I'm not sure you have it quite right. From 2010-2012, I released five books which, in time, made back their initial costs of publishing. For several of these books, it took up to two years for that to happen. The profit I've made on the books beyond that has been less than four digits, and over an extended period. It's not as though I'm one of those authors who pays their mortgage with my royalties. At best, my monthly royalties might help pay for a week of groceries, if I'm having a good month.

I've already cut back dramatically on costs of production. The only further thing I can cut now that is optional and not required as far as I am concerned is the marketing, the likes of which I do is barebones. I don't believe NOT marketing is an option when you decide to pursue writing as a business and not a hobby. Yes, I need to reassess what marketing I do, and to what extent. Yes, I can continue to publish books using the money I earn from my "real" jobs, and I will continue to do that if I must. This both because I believe in my product, and because there is a sustained albeit small demand for my product. I have invested thousands of dollars in building my platform. To suggest I don't have skin in the game is not accurate. There would be no game at this point without the significant pounds of flesh I've already given.

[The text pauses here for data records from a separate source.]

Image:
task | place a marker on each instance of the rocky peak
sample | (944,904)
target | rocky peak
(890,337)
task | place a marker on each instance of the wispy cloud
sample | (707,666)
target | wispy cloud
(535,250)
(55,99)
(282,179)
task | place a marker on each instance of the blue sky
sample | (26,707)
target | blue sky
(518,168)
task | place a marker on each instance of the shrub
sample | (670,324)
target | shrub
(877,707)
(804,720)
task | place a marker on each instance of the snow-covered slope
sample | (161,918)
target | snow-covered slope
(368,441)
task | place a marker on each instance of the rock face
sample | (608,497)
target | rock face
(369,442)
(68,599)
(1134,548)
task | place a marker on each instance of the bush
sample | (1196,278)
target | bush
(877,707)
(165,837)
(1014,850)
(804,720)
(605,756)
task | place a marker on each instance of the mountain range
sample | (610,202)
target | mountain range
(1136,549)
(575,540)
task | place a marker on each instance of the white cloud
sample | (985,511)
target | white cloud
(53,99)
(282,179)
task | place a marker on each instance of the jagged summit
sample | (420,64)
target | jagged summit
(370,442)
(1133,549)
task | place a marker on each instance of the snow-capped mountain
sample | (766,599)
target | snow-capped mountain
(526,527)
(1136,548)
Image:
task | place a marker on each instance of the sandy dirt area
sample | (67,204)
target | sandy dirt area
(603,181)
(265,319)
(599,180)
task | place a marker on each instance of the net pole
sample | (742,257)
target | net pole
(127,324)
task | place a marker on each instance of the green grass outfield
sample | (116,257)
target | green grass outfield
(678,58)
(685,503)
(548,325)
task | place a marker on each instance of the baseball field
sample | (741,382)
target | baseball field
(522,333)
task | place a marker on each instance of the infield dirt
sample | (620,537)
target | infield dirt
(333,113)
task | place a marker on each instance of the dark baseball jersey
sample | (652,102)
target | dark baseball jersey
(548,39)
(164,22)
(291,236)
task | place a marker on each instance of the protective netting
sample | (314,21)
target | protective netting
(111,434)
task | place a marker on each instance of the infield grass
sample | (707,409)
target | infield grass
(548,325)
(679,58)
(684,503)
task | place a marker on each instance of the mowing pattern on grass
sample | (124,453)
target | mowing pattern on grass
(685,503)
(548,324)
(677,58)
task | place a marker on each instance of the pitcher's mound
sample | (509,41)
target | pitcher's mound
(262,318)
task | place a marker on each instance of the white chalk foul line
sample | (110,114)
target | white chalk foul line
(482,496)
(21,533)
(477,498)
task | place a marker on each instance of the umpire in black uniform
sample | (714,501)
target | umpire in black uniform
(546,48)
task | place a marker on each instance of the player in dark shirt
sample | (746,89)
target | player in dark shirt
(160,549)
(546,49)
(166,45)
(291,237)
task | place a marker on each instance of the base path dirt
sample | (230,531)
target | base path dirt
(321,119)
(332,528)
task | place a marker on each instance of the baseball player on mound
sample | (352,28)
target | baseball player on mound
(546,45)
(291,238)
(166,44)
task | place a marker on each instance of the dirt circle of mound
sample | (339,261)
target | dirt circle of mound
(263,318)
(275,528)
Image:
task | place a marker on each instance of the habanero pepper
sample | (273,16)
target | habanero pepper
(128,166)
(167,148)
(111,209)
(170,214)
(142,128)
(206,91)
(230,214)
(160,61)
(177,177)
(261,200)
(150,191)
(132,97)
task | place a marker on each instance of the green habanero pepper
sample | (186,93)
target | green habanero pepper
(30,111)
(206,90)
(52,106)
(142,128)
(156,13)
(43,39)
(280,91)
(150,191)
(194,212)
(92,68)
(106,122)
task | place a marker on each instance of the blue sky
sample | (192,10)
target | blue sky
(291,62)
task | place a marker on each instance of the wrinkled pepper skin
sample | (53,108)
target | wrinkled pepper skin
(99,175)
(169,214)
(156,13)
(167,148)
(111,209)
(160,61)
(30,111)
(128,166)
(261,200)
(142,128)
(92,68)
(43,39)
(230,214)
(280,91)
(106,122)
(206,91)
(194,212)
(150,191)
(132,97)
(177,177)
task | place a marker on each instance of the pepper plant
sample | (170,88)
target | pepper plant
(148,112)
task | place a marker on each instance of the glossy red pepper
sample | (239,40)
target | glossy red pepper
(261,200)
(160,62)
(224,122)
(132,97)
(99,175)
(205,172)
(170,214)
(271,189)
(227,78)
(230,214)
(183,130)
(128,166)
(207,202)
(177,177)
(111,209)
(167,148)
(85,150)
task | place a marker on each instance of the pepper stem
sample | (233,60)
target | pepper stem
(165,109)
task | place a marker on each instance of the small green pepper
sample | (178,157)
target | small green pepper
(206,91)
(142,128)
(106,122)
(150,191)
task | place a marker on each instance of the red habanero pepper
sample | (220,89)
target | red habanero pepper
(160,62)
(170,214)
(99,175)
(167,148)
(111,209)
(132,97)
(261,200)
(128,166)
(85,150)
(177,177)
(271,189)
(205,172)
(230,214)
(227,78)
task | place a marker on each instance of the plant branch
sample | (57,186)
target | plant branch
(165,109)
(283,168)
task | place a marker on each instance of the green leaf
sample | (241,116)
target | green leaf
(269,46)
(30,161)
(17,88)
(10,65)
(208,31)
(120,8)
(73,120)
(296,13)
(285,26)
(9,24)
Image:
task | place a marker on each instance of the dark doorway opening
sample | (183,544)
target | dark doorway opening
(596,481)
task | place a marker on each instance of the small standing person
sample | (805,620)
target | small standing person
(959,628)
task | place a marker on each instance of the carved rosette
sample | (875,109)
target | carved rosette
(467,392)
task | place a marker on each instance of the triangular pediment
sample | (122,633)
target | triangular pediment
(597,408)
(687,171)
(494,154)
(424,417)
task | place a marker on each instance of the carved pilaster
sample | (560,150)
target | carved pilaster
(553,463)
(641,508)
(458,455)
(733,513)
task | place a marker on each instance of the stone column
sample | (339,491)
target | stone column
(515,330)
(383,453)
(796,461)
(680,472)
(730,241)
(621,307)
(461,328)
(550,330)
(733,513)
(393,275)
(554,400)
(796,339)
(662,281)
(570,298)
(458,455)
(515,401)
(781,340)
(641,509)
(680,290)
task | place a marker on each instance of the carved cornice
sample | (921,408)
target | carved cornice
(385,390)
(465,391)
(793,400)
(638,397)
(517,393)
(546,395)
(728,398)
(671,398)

The biggest disconnect I believe is happening here is that many seem to believe asking and expecting are the same thing. I ask for patrons, but I don't expect people to just hand me money without purpose or prudence. In return, I provide them with opportunities for direct communication, insights into my plans, and the ability to give me feedback in advance of my taking actions. This is classical patronage. I'm not extorting anyone, I'm not making false claims, and I'm not threatening to stop writing if they don't agree or want to participate. I'm just telling it like it is: this is something I like doing, it produces an artistic product they enjoy, and I would like to continue both for their benefit and mine. I can do it alone. I can do it better and faster with help, and with the object of help being the expansion of a readership so that the impetus for my asking for help in the future is removed.


----------



## lilywhite (Sep 25, 2010)

.


----------



## TheGapBetweenMerlons (Jun 2, 2011)

MeganBryce said:


> Editing, like writing, is a skill. It can be learned.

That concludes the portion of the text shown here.